After his early explorations of interior architecture and still lifes, he expanded his subject matter to cityscapes. In the 1980s, he first visited Coatesville, Pennsylvania, revisiting the steel mills where Ralston Crawford, Charles Demuth and fellow Precisionist painters had worked. For the subsequent decades, Moore would further their legacy with his unique New Realist perspective, painting Coatesville and other post-industrial sites like that of Frankford, Philadelphia, where his studio is based. Moore continues to revisit sites and expand his gaze to new ones, exploring the lifespan of American industry and architecture through his meditative and luminous paintings.
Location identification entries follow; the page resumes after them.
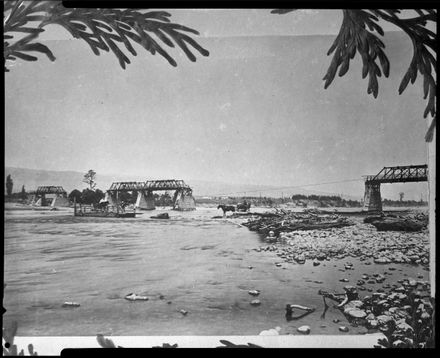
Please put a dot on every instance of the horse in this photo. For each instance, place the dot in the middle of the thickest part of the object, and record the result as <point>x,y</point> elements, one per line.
<point>226,208</point>
<point>243,206</point>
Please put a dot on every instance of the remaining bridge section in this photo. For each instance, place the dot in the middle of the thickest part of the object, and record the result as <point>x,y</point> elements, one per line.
<point>399,174</point>
<point>165,185</point>
<point>409,173</point>
<point>183,199</point>
<point>59,199</point>
<point>42,190</point>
Moore is also an honored educator; as the former Gutman Professor of Fine Arts in the School of Design at the University of Pennsylvania, he was the chair of the department for ten years. He previously headed the graduate painting program at Boston University, and taught at the Tyler School of Art of Temple University and the University of California, Berkeley. At Washington University he completed his BFA and went on to receive an MFA from Yale University. Moore was elected to the National Academy of Design and has been honored several times by the American Academy of Arts and Letters. His paintings are included in major collections such as the Art Institute of Chicago, the Metropolitan Museum of Art, the Museum of Fine Arts, Boston, the Pennsylvania Academy of Fine Arts, the Philadelphia Museum of Art, the San Francisco Museum of Modern Art and many others. The artist has exhibited with the gallery since 1976.